Yield represents the output set of tpu.Group.

The structure of the complete final.mlir file is as follows:

_images/final_mlir_sample.png — Fig. 19.3 final.mlir structure example

The double-layer module contains mainfunc and subfunc, and mainfunc and subfunc have a calling relationship.
arg0 in mainfunc refers to the input of the host side, so host_in_type does not have Gmem addr.
The location of multiple outputs will be added to the end of the final.mlir file, and the inclusion relationship with each specific output location will be expressed, such as #loc950 = loc(fused[#loc2, #loc3]).

19.2. final.mlir Truncation Process

Modify subfunc. Delete the internal structure of subfunc, and match the return value value with the corresponding type:

_images/truncate_final_1.png — Fig. 19.4 Truncation process Step1

Synchronize the calling method of subfunc in mainfunc (value and type):

_images/truncate_final_2.png — Fig. 19.5 Truncation process Step2

Check whether bmodel is modified successfully. First, you can execute the codegen step to see if bmodel can be generated normally (please replace <…> with the actual file or parameter):

$ tpuc-opt <final.mlir> --codegen="model_file=<bmodel_file> embed_debug_info=<true/false> model_version=latest" -o /dev/null

When profile is needed for performance analysis, embed_debug_info is set to true.
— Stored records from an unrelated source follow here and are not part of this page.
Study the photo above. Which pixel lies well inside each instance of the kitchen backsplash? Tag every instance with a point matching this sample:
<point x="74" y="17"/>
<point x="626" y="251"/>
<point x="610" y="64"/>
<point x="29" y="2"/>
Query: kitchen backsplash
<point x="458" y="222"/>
Use model_tool to check whether the input and output information of the bmodel meets expectations:

$ model_tool --info <bmodel_file>

Note:

When truncating, the model structure is deleted in units of operators, and each tpu.Group should be regarded as an operator.
Modifying only the function return value without deleting the redundant model structure may cause the output result to be wrong. This is because each activated Gmem addr allocation will be reused according to the activation life cycle. Once the life cycle ends, it will be allocated to the next appropriate activation, causing the data at the address to be overwritten by subsequent operations.
It is necessary to ensure that each output of tpu.Group has user, otherwise the codegen step may report an error. If you do not want to output a certain result of tpu.Group and it is inconvenient to delete it completely, you can add a meaningless tpu.Reshape operator to the output without user, and match it with the same Gmem addr and location, for example:

_images/reshape_sample.png — Fig. 19.6 reshape example

After truncating the model, you can update the module.coeff_size information in the module module to reduce the size of the bmodel generated after truncation. The formula is as follows:

\[CoeffSize = NumElement_{weight} * DtypeBytes_{weight} + Addr_{weight} - CoeffAddr\]

In the above formula, weight refers to the last top.Weight in final.mlir after truncation. neuron (i.e., activation) is not recommended to modify because the address will be reused.